A Framework for Neural Network Pruning Using Gibbs Distributions
- URL: http://arxiv.org/abs/2006.04981v2
- Date: Tue, 28 Dec 2021 22:16:43 GMT
- Title: A Framework for Neural Network Pruning Using Gibbs Distributions
- Authors: Alex Labach and Shahrokh Valaee
- Abstract summary: Gibbs pruning is a novel framework for expressing and designing neural network pruning methods.
It can train and prune a network simultaneously in such a way that the learned weights and pruning mask are well-adapted for each other.
We achieve a new state-of-the-art result for pruning ResNet-56 with the CIFAR-10 dataset.
- Score: 34.0576955010317
- License: http://arxiv.org/licenses/nonexclusive-distrib/1.0/
- Abstract: Modern deep neural networks are often too large to use in many practical
scenarios. Neural network pruning is an important technique for reducing the
size of such models and accelerating inference. Gibbs pruning is a novel
framework for expressing and designing neural network pruning methods.

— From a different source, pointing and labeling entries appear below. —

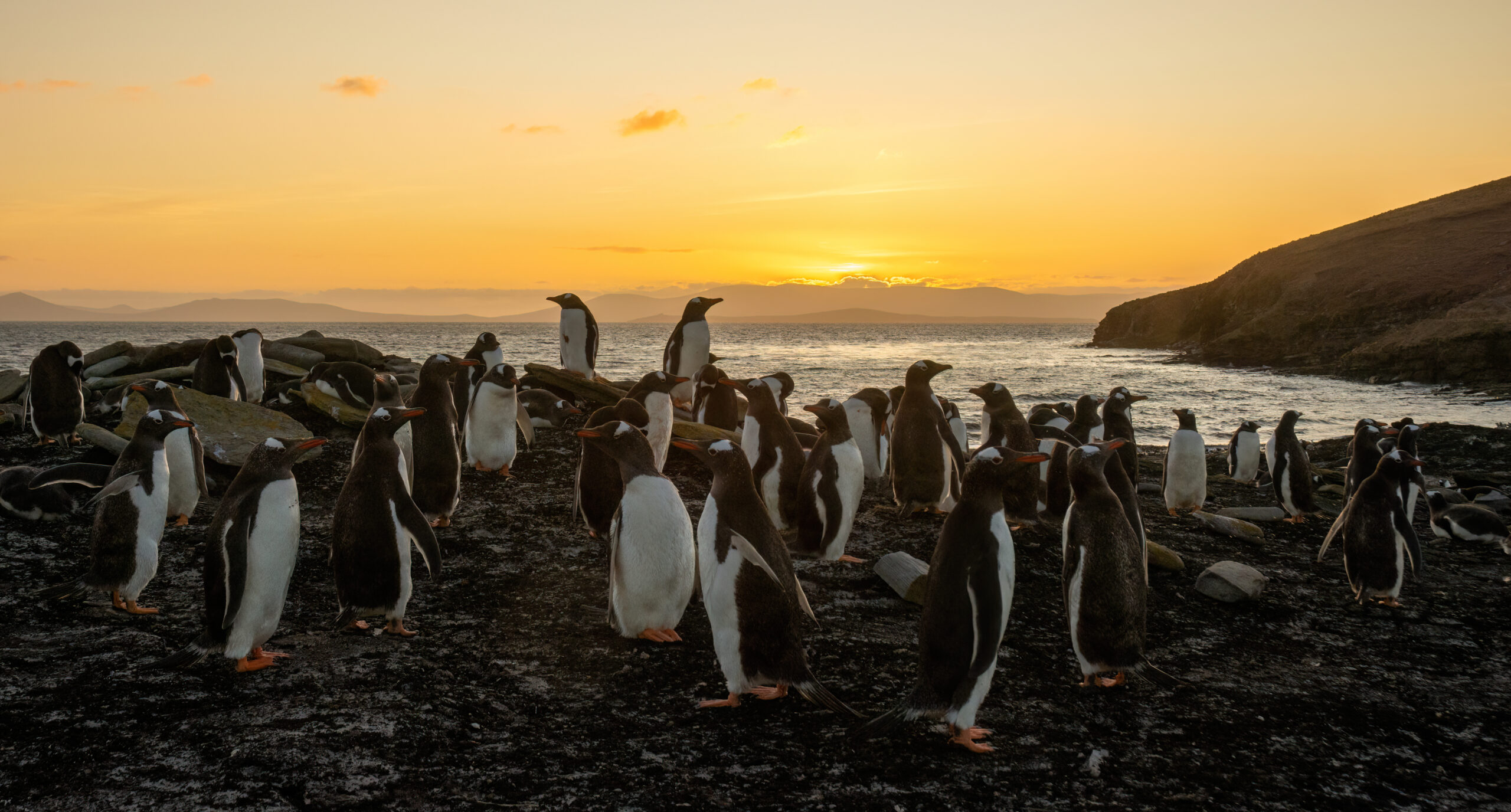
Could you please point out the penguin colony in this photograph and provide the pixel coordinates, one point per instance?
(786, 489)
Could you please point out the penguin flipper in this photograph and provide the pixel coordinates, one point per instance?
(76, 473)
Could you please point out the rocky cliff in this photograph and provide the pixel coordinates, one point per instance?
(1420, 293)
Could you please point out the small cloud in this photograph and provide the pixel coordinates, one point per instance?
(357, 87)
(791, 138)
(647, 121)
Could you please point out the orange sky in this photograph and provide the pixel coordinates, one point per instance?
(623, 145)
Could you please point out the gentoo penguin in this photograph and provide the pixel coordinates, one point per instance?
(597, 488)
(55, 396)
(773, 452)
(1468, 523)
(493, 421)
(652, 553)
(250, 363)
(546, 410)
(1379, 542)
(688, 346)
(1363, 453)
(579, 331)
(1117, 423)
(1185, 476)
(1059, 491)
(1105, 572)
(1244, 453)
(750, 591)
(655, 391)
(487, 353)
(187, 480)
(218, 372)
(868, 412)
(1007, 428)
(924, 448)
(830, 488)
(374, 524)
(712, 404)
(248, 559)
(129, 520)
(966, 605)
(1291, 470)
(437, 464)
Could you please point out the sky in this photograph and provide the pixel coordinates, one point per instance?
(632, 145)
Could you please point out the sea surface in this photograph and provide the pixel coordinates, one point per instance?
(1039, 363)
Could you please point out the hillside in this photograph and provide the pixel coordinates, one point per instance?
(1420, 293)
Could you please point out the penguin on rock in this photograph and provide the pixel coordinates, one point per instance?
(129, 515)
(374, 524)
(966, 605)
(830, 488)
(750, 591)
(652, 551)
(250, 554)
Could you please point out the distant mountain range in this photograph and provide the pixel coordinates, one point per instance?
(751, 304)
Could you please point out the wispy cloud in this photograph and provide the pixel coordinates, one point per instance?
(647, 121)
(357, 87)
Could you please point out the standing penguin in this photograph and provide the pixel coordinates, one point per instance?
(1185, 476)
(597, 488)
(1244, 453)
(1105, 574)
(187, 480)
(1379, 542)
(250, 363)
(966, 605)
(868, 411)
(714, 404)
(129, 520)
(1291, 470)
(655, 391)
(218, 372)
(773, 450)
(579, 336)
(493, 421)
(924, 448)
(437, 466)
(688, 346)
(374, 524)
(55, 393)
(652, 553)
(830, 486)
(750, 591)
(248, 561)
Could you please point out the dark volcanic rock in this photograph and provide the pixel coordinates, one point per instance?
(1420, 293)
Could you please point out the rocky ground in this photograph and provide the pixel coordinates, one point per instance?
(517, 695)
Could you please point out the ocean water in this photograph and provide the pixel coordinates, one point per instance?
(1039, 363)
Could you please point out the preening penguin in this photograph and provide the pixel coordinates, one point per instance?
(579, 336)
(966, 607)
(129, 513)
(1105, 575)
(55, 394)
(830, 488)
(750, 591)
(1244, 453)
(1185, 476)
(248, 561)
(652, 553)
(374, 524)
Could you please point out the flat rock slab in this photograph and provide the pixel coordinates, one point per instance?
(227, 428)
(1231, 581)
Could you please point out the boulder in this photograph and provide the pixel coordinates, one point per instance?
(227, 428)
(1231, 581)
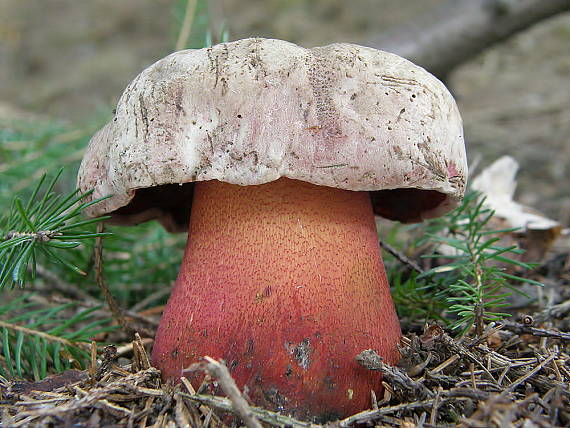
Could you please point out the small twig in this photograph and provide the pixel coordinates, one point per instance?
(557, 311)
(401, 257)
(266, 416)
(529, 374)
(239, 404)
(539, 332)
(100, 280)
(397, 378)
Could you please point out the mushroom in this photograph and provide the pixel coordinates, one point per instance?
(283, 155)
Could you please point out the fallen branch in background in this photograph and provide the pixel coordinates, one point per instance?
(458, 30)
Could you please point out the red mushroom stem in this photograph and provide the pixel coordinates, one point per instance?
(285, 282)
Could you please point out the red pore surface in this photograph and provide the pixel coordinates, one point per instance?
(285, 282)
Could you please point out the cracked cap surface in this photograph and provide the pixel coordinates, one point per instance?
(255, 110)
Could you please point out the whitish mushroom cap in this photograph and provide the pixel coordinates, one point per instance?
(254, 110)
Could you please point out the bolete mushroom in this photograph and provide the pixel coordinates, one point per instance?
(283, 155)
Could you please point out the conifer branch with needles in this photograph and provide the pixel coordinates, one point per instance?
(43, 225)
(476, 281)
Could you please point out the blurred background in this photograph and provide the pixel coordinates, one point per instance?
(69, 61)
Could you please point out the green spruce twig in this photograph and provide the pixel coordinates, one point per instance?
(45, 224)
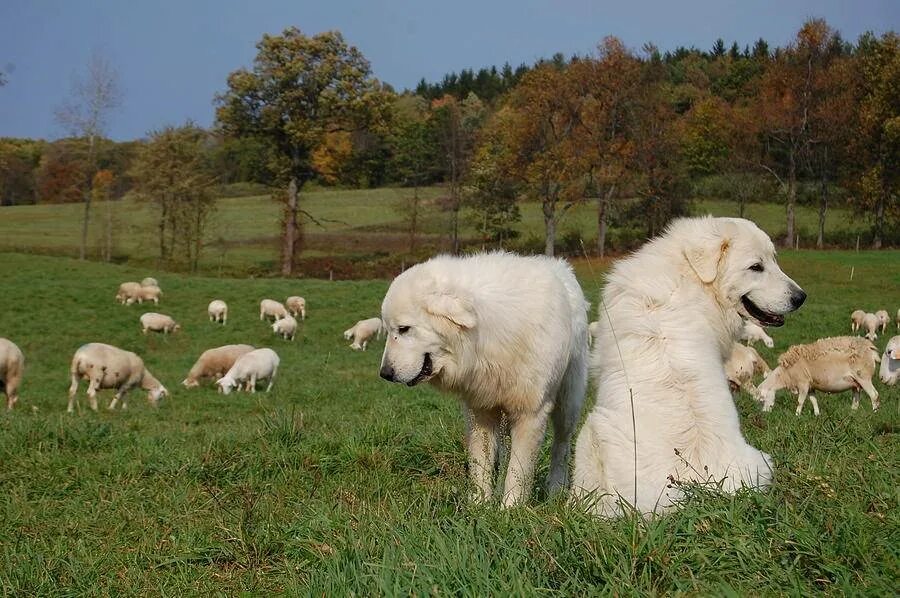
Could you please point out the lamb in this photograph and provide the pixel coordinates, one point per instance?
(742, 365)
(105, 366)
(890, 362)
(285, 327)
(259, 364)
(870, 323)
(830, 365)
(362, 332)
(218, 311)
(297, 306)
(129, 292)
(12, 365)
(158, 323)
(752, 332)
(269, 308)
(214, 363)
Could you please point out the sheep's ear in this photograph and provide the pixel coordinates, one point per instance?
(454, 308)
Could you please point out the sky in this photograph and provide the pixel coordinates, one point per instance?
(172, 57)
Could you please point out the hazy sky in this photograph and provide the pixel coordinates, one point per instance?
(173, 56)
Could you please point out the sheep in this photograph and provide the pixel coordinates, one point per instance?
(218, 311)
(883, 318)
(12, 366)
(259, 364)
(129, 292)
(214, 363)
(297, 306)
(158, 323)
(856, 319)
(830, 365)
(285, 327)
(105, 366)
(742, 365)
(890, 362)
(752, 332)
(870, 323)
(269, 308)
(362, 332)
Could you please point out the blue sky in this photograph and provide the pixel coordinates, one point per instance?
(173, 56)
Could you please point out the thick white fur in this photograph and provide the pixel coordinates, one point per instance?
(476, 319)
(668, 318)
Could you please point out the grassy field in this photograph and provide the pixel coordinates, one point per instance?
(357, 224)
(337, 483)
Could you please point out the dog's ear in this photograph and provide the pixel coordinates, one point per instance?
(454, 308)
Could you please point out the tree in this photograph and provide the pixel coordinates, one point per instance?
(301, 90)
(85, 114)
(172, 170)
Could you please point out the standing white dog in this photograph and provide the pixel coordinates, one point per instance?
(468, 325)
(664, 414)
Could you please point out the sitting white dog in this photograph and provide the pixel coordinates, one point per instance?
(664, 413)
(468, 325)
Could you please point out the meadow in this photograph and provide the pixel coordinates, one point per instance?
(338, 483)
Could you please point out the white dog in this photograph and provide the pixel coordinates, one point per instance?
(664, 414)
(468, 325)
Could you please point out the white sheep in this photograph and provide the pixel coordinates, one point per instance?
(218, 311)
(362, 332)
(12, 366)
(890, 362)
(297, 306)
(105, 366)
(285, 327)
(259, 364)
(155, 322)
(870, 324)
(830, 365)
(856, 319)
(214, 363)
(752, 332)
(129, 293)
(269, 308)
(742, 365)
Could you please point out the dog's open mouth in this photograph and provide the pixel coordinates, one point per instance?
(763, 317)
(424, 373)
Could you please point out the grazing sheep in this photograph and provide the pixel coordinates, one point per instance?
(12, 365)
(297, 306)
(105, 366)
(890, 362)
(285, 327)
(752, 332)
(362, 332)
(129, 293)
(158, 323)
(883, 319)
(214, 363)
(269, 308)
(742, 365)
(829, 365)
(218, 311)
(259, 364)
(870, 324)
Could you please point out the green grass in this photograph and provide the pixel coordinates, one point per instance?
(337, 483)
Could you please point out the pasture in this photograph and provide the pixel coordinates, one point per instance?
(338, 483)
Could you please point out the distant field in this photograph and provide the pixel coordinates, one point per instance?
(338, 483)
(356, 224)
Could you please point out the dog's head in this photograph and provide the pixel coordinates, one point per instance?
(737, 260)
(424, 317)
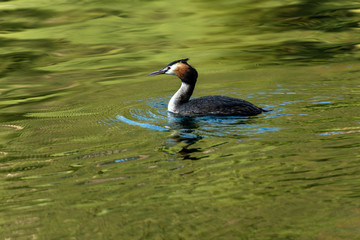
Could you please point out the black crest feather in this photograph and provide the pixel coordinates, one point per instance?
(181, 60)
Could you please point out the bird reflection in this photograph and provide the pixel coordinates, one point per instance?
(183, 137)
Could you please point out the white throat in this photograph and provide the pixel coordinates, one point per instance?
(180, 97)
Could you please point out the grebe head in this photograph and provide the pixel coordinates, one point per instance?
(181, 69)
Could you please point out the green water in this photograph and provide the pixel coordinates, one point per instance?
(87, 150)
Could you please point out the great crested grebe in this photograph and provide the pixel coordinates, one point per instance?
(181, 104)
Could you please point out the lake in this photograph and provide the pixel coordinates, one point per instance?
(89, 151)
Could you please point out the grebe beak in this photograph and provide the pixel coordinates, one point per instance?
(162, 71)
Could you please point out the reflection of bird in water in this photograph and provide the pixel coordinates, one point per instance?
(181, 104)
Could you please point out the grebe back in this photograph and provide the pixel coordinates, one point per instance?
(181, 104)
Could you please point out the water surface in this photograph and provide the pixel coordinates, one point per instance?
(88, 150)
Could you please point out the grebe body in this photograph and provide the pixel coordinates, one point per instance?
(181, 104)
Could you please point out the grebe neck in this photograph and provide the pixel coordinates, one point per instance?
(180, 97)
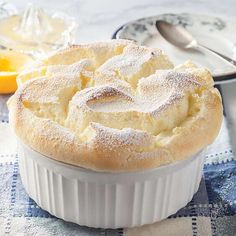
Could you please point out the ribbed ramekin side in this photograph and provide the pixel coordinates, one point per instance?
(102, 203)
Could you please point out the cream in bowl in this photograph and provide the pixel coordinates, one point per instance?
(112, 135)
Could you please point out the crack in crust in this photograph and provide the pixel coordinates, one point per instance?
(115, 106)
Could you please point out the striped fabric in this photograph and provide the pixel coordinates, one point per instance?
(212, 210)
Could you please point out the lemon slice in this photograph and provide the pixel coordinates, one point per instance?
(11, 63)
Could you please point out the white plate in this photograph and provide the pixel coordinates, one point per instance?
(213, 32)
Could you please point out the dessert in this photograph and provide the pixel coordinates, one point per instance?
(116, 106)
(111, 134)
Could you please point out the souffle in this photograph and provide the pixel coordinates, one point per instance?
(115, 106)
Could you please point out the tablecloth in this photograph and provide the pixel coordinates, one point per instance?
(212, 211)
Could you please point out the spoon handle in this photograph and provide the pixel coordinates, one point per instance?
(228, 59)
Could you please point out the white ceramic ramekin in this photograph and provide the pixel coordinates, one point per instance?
(109, 200)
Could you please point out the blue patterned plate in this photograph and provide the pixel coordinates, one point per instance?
(213, 32)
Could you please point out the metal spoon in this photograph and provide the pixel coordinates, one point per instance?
(180, 37)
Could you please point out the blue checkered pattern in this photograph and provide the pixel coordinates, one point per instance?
(212, 207)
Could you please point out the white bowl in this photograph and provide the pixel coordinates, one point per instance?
(109, 200)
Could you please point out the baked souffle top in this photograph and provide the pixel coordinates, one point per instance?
(115, 106)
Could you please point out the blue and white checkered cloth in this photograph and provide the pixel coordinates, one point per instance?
(212, 210)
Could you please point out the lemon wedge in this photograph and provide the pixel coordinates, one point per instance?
(11, 63)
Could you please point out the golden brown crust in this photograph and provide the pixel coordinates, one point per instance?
(129, 110)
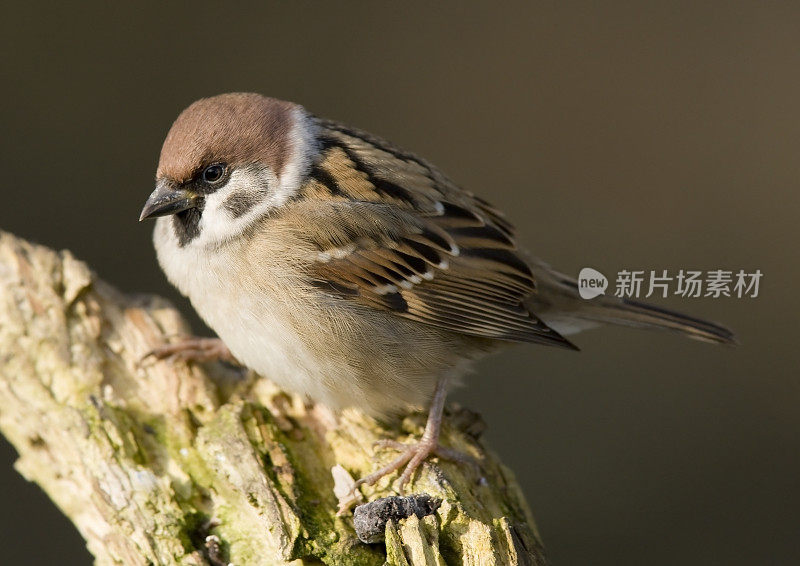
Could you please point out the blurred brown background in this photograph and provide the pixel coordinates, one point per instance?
(616, 135)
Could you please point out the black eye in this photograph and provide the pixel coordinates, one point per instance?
(213, 173)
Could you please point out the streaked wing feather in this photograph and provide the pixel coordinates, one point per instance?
(417, 245)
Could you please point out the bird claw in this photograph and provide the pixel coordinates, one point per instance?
(192, 349)
(411, 456)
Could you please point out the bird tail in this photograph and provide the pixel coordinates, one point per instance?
(628, 312)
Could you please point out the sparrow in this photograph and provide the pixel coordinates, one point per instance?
(352, 271)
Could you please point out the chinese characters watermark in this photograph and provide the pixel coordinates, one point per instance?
(689, 283)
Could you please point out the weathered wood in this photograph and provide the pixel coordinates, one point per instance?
(167, 463)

Combining approaches from statistical physics and stochastic regularization
methods, it can train and prune a network simultaneously in such a way that the
learned weights and pruning mask are well-adapted for each other. It can be
used for structured or unstructured pruning and we propose a number of specific
methods for each. We compare our proposed methods to a number of contemporary
neural network pruning methods and find that Gibbs pruning outperforms them. In
particular, we achieve a new state-of-the-art result for pruning ResNet-56 with
the CIFAR-10 dataset.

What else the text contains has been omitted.